A personal account by Suzy Pound.
As a family, we have been lucky enough to qualify for HOYS in the ridden Mountain and Moorland section on two occasions. Once in 2000 with a homebred Exmoor Warrendale Beowulf, and again in 2005 with our wonderful New Forest gelding Moorcorner Minstrel II. HOYS is not our main ambition with our ponies, in fact it is not an ambition at all. We have owned and shown native ponies for 27 years, and remember well the days before M&Ms were even considered as part of the HOYS schedule. Native pony showing has changed so much in this time, gone are the days when people exhibited locally, looked forward to the county shows as the highlight of the showing calendar and made a special effort to attend breed shows. The shows back then had much more of a family and social feel, and everyone would support, congratulate and commiserate with each other as fellow native pony enthusiasts. Today, qualifiers seem to be the aim of the game, and people travel much further afield in search of that elusive ticket. 20 years ago there were hardly any professional producers that had native ponies, now they dominate the HOYS circuit. Although this has raised the standard of native ponies in the show ring beyond all measure, one does feel that as an amateur, home produced family, it is extremely hard to break through this professional stronghold.
Our first HOYS qualification came about completely by accident. In 2000, the HOYS competition for native ponies was in it’s infancy, and we hadn’t really paid much attention to it. A qualifier was being held at our local NPS show, which was sited 10 minutes away from our house. As we were going anyway with our homebred Exmoor gelding Wolfie, I thought it would be fun to have a bash at the HOYS class. Wolfie had won a lot of Exmoor classes in hand, and was going very well under saddle. However, as the class neared, I realised it would clash with the Exmoor in hand, and I thought we would have a good chance in that class as the judge had placed us highly before. Mum wanted me to do the in hand, but I opted for the HOYS class. We were initially pulled in 4th which I was over the moon with, as it was such a strong class.
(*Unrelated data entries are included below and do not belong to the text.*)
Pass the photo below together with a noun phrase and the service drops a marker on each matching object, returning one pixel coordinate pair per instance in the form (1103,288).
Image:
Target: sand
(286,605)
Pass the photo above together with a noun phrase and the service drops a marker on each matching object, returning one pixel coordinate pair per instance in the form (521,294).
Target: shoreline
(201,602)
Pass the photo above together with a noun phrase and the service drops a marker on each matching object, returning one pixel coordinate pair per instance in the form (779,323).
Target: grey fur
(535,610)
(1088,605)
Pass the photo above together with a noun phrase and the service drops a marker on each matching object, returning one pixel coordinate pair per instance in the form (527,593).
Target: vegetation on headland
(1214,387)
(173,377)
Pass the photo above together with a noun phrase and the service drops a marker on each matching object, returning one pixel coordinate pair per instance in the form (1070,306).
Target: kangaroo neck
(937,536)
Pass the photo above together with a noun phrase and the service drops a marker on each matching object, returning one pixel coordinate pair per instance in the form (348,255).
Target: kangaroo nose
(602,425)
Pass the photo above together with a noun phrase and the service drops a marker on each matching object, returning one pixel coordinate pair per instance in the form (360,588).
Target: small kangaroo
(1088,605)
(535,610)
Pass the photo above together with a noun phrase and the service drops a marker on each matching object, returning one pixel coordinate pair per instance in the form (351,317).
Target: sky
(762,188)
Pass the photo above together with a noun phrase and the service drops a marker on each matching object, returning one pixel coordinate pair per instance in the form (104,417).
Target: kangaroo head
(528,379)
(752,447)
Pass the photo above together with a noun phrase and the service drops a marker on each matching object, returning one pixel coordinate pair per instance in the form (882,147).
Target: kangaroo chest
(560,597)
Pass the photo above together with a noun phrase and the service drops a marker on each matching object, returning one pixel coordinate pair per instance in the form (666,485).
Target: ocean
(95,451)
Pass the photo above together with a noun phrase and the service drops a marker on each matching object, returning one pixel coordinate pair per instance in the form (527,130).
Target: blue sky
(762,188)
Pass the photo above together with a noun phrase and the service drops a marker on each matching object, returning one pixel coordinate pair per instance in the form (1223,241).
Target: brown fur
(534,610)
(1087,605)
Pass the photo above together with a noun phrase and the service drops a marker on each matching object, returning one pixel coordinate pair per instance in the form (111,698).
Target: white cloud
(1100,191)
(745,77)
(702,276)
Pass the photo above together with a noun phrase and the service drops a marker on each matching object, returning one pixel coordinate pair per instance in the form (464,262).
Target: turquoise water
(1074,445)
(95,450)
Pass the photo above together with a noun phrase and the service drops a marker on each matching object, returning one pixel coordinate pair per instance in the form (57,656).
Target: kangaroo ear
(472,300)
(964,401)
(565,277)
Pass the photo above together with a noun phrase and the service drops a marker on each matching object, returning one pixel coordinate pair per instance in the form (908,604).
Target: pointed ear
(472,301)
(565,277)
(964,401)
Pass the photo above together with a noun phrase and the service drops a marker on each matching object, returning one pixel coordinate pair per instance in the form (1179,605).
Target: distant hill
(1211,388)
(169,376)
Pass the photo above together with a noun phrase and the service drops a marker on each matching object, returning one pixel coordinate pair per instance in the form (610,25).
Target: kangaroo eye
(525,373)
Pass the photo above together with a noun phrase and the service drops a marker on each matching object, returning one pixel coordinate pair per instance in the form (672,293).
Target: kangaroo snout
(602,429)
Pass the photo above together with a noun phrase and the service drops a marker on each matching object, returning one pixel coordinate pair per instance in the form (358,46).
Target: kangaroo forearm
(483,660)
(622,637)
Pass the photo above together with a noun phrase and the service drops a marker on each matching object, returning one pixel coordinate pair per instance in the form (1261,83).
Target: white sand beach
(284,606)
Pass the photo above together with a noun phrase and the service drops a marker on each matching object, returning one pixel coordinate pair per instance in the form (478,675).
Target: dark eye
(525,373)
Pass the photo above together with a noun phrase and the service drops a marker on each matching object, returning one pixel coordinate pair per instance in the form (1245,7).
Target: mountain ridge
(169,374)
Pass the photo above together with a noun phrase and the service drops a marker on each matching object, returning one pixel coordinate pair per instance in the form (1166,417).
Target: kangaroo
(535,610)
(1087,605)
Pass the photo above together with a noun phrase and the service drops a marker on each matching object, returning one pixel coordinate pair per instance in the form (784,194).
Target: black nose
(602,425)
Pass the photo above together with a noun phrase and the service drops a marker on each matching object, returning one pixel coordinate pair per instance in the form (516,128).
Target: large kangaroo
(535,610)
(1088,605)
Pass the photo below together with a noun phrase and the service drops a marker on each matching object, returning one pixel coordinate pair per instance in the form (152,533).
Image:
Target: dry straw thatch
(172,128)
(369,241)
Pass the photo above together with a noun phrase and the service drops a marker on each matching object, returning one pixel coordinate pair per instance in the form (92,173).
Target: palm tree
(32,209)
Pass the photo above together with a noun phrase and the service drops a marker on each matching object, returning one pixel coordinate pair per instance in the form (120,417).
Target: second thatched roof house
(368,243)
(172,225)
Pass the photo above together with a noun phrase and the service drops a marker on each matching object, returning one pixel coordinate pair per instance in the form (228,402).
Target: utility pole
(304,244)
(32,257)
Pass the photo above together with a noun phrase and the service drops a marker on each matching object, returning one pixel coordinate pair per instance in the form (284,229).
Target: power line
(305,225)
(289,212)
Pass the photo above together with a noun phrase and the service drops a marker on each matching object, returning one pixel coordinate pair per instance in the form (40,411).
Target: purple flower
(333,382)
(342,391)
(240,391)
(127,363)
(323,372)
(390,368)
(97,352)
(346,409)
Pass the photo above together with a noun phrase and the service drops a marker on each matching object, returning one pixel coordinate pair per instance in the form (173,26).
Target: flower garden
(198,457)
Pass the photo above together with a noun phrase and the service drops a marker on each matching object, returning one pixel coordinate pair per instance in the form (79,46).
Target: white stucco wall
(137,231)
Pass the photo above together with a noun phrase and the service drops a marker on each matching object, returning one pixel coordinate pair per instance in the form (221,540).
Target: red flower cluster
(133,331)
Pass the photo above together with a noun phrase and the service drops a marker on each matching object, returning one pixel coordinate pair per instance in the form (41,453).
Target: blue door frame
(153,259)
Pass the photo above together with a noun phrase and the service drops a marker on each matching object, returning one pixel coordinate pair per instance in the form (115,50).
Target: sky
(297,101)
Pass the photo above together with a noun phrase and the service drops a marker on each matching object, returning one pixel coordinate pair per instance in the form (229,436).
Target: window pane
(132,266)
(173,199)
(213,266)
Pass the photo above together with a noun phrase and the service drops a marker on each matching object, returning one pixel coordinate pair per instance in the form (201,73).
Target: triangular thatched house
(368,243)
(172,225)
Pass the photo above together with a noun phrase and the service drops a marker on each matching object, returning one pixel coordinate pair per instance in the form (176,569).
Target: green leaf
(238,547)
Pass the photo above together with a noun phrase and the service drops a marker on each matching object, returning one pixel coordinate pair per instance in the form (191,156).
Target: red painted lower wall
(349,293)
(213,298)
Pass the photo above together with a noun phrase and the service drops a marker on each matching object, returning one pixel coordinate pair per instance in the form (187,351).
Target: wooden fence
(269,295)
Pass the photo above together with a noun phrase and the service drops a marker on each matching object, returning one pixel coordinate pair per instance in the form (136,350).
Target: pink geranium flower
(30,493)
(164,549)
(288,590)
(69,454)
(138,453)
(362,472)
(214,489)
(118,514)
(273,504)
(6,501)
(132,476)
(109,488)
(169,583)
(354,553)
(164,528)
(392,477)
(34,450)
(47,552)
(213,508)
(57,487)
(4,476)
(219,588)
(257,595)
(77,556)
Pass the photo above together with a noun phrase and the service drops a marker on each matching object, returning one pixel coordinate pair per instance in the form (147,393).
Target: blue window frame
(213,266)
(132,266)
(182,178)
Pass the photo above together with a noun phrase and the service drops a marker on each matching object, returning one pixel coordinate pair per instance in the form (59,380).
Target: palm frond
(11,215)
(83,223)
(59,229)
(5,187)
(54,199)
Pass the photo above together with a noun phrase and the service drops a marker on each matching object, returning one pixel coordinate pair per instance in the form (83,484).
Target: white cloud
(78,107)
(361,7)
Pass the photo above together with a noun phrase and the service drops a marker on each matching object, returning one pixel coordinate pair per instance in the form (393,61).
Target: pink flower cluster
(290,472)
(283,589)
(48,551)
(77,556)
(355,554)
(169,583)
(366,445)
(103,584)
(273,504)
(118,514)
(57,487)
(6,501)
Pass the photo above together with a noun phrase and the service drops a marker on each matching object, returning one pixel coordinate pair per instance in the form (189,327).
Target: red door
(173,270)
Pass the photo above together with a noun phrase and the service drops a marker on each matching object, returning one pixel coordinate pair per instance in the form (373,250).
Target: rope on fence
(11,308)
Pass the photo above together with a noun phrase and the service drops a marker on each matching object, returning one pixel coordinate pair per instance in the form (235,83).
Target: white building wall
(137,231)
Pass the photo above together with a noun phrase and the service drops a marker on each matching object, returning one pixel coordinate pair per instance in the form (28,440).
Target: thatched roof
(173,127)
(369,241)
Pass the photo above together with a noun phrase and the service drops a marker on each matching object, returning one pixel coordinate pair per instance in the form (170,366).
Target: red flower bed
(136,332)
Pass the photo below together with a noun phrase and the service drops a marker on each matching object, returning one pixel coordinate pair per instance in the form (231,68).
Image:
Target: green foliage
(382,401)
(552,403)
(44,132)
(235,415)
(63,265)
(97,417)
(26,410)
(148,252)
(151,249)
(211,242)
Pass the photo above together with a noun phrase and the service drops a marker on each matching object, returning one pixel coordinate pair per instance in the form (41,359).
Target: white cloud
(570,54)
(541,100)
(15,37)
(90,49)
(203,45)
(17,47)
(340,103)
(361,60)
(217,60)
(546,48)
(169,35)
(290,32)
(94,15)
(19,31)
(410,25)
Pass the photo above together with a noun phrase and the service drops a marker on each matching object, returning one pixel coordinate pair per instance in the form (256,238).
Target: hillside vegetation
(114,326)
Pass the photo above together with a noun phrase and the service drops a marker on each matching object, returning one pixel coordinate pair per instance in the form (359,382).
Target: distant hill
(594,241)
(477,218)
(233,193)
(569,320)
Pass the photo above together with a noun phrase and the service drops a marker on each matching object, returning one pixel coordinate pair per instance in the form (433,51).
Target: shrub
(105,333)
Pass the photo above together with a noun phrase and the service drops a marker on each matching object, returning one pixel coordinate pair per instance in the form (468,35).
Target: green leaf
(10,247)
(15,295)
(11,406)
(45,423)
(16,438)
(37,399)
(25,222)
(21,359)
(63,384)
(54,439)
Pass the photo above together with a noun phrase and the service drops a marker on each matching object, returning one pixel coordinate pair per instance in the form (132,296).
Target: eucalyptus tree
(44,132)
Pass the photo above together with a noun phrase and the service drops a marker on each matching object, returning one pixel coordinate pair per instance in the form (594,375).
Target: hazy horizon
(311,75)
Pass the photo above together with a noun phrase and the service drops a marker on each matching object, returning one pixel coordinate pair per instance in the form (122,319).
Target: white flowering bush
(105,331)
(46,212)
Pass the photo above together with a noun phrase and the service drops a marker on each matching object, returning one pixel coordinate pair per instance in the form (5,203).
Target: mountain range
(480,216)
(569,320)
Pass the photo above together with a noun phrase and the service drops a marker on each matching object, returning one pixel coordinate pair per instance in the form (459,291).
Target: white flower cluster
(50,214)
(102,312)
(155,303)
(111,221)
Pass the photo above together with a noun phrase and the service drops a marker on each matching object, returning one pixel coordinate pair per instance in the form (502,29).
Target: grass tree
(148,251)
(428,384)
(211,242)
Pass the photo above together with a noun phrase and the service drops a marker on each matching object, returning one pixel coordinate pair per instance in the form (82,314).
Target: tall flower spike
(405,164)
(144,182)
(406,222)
It was one of those days where everything goes so well you think you are dreaming. The ride judge was on the BSPS panel, so I thought I would be brave and show that hairy brown ponies can be as well schooled as their plaited counterparts. I did a simple canter serpentine with a long low gallop, and it couldn’t have gone any better. The conformation judge had judged Wolfie a week before, and he was so badly behaved, it was embarrassing. He had said to me quite bluntly, that this pony was top class, but I really needed to sort his manners out. Luckily Wolfie was back to his angelic self this day, and stood up so proudly for the judge, I had hoped he had redeemed himself in his eyes. When the numbers were called out for the final placings, I wasn’t even thinking about winning, just hoping I would keep my place amongst the Dartmoors, but as my number was read out, I was stunned! I looked for Mum and the ringside, but she was nowhere to be seen, she had gone to ask if the Exmoor ring could be held up for me! She says that as she walked across the show field she couldn’t believe her eyes when she saw me at the top of the line! We didn’t make that in hand class…….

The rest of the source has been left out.